Ballroom Rumba and Rhumba

There are several Social Dances which can be subsumed under Rumba; Rumba itself (also spelled Rhumba) and Bolero, based on Cuban Rumba and Son. In American-style ballroom dancing, bolero is basically a slow version of the International-style back-and-forth (also known as slotted) rumba but without the hip or Cuban motion and with added rise and fall.

American Ballroom rumba ("ballroom" understood in the more general meaning of that word; in the stricter sense we speak of ballroom or latin american dances as two differnet kind of social or competitive dances in Europe) is danced in either a box-step style (which in fact is called "Cuban Rumba" by dancing teachers) or a back and forth style with different hip motions supporting the movements. In Europe, only the latter form has survived (perhaps with the exception of the preliminary use for the very beginner) the "Rumba wars" of the 60`s between french an british dancing teachers, who supported the two versions respectively.

Also, still another variant of Rumba music and dance was popularized in the United States in 1930s, which was almost twice as fast, as exemplified by the popular tune, The Peanut Vendor. This type of "Big Band Rumba" was also known as Rhumba. The latter term still survives, with no clearly agreed upon meaning; one may find it applied to Ballroom, Big Band, and Cuban rumbas.

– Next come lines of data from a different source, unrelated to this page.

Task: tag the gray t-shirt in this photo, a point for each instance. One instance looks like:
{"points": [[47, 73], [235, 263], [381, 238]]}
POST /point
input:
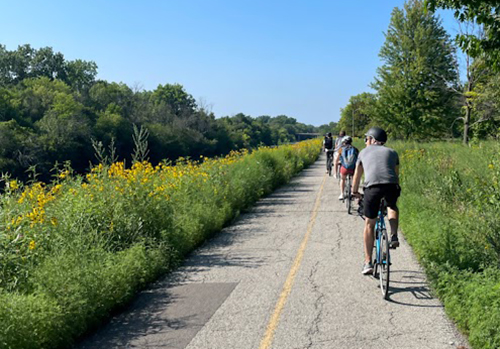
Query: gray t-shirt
{"points": [[379, 164], [338, 143]]}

Confusion about the style of rumba may arise if three essential facts are ignored: First of course is the speed of music, which has internationally decreased significantly since the fifties. That eliminates figures which have become too quick for the slower music and created new ones. Secondly, performing the dance requires attention from the side of the teacher and leads to very different looking appearances on the floor. And thirdly, figures are constantly wandering from one dance to another, because advanced dancers always search for something new.

Characteristics

With the exception perhaps of Paso Doble, the stylized "bull fight" hardly any of the western world Social Dances is as clearly defined as Rumba. Rumba is always - by journalists and teachers alike - referred to as a "woman's dance" because it absolutely presents the women's body shape, arms, foot and leg lines beautifully. The man should look interesting enough, though, for the lady to try to impress him. These interactions, demonstration of emotions and the mutual dependency of soft rhythms and quick movements, the change of movements together, even a cuddenly way and then - suddenly - away from the partner, make another appropriate name: "Love Dance". Or because the priority of movements is with the lady, the "Dance of seduction". The "love" is however to be achieved, it is not necessarily already there.

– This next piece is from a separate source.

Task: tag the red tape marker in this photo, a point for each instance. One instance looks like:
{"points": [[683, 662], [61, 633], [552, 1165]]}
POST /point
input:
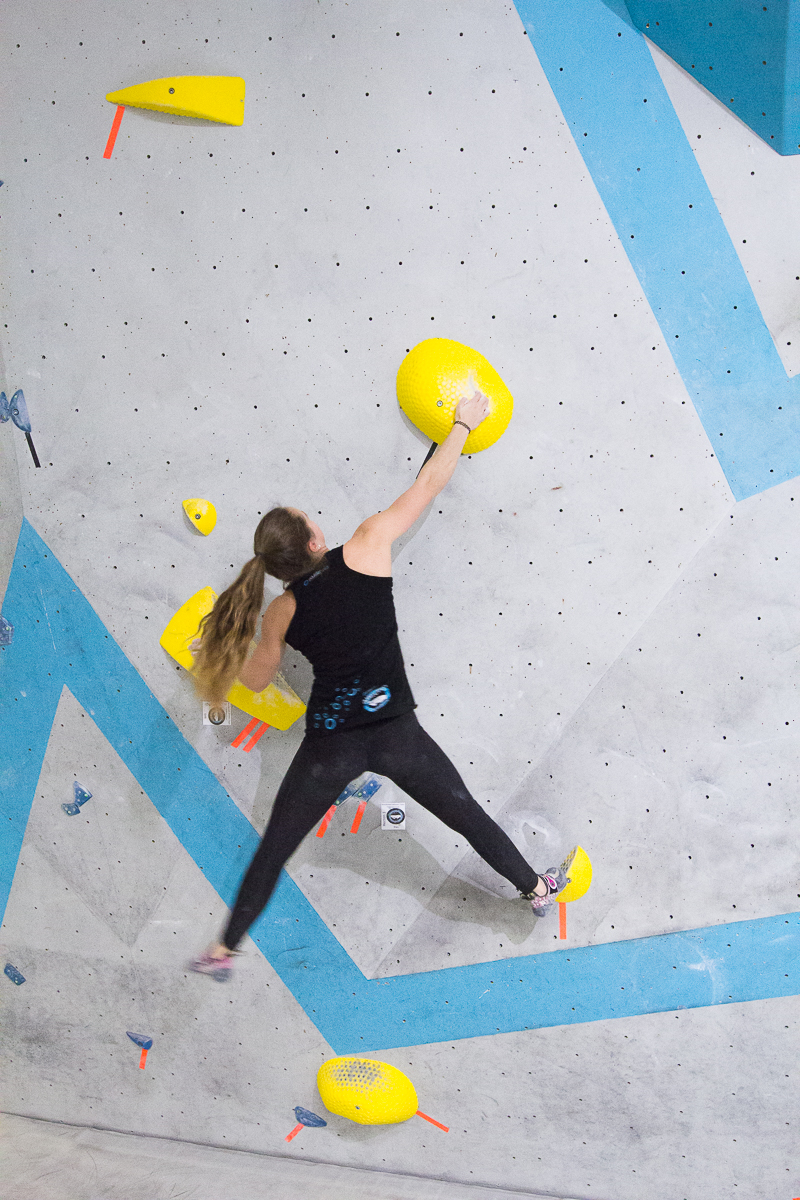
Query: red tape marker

Technique of the international rumba

Every rise and fall of the feet is to be avoided. Considering the character of the dance it does not make sense. Even though we spoke of emotions: Without the proper hip movements the supposedly advanced dancer may seam odd on the floor. "Slotted" dance however does not mean, that your movements are meant to be small. In does mean that the size of a step corresponds with the hip movement which precedes and supports it. A full description of one step might be: If you want e.g. do a back basic step, you firstly have to "settle" the hip, allowing the right part of it to lower. Secondly you rotate the left part of the hip to the right, left hip movement ending slightly back, hip is now in a diagonal position. Now this diagonal position is turned a quarter turn to right while the right leg is led backward showing a nice knee. And then the weight is transfered backward.

Figures

Basic figures are comprises outof the very Basic Steps mentioned above or besides those figures e.g. the turn of the lady out of closed hold into e.g. the "New Yorker", supposedly dance firstly there, an opening of both partners to one side, holding each other only with one hand; bodies turning one quarter, but feet three eights, ending in the "Latin Cross" foot position, which by the way is characteristic for the dance. There is also a figure called "Hip Twist", where, by closing his feet following a backward movement, the hip movemennt of the man initiates a quarter turn of the lady to right ending in the "Fan" position to then do a "Hockeystick" or "Alamana". In the "Natural Top" and "Reverse Top" figures the couple trun to right or left while keeping close hold, while in "Opening Out" the lady turns an extra quarter to right. (Opposite of Fan, where she ends left). Dance sport competitors don`t usually use basic figures but choreography which hardly let an element of basic show trying to impress adjudicators and spectators alike.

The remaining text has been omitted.